# probability of a 3 outcomes event

I struggle with this simple probability exercise. In a lake, there are 3 types of fishes A, B and C. The probability of catching one fish of type A is $p_A=0.6$, the probability of catching a fish of type B is $p_B=0.3$ and the probability of catching a fish of type C is $p_C=0.1$. We catch 7 fishes, what is the probability of the having 2 fishes of type A, 3 fishes of type B and 2 fishes of type C.

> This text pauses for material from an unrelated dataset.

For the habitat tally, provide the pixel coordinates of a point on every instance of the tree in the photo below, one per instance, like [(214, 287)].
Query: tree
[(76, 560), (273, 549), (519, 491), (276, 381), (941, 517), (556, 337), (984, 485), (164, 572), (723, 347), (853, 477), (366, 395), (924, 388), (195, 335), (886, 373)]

• To get started: what's the probability of catching the exact sequence $AABBBCC$? How many such patterns are there? – lulu Jun 3 '18 at 14:52
• First, thank you for your answer. It is indeed the last question on my exercice sheet. If there were only two types of fishes, it would be a simple binomial law but here I wasn't sure on how to start. I saw your previous post and I think that the probability of the sequence $AABBBCC$ should be $0.6^20.3^30.1^2$. And Now I would guess that the number of such sequences is $\binom{7}{2} \binom{5}{3}$. Is that true ? – Alain Jun 3 '18 at 15:17
• I would guess that it is simply $\binom{7}{2} \binom{5}{3} 0.6^20.3^30.1^2$ – Alain Jun 3 '18 at 15:19
The probability of the sequence $AABBBCC$ is simply $0.6^20.3^30.1^2$. Now the number of such sequences is $\binom{7}{2} \binom{5}{3}$. Hence the desired probability is given by $\binom{7}{2} \binom{5}{3}0.6^20.3^30.1^2$.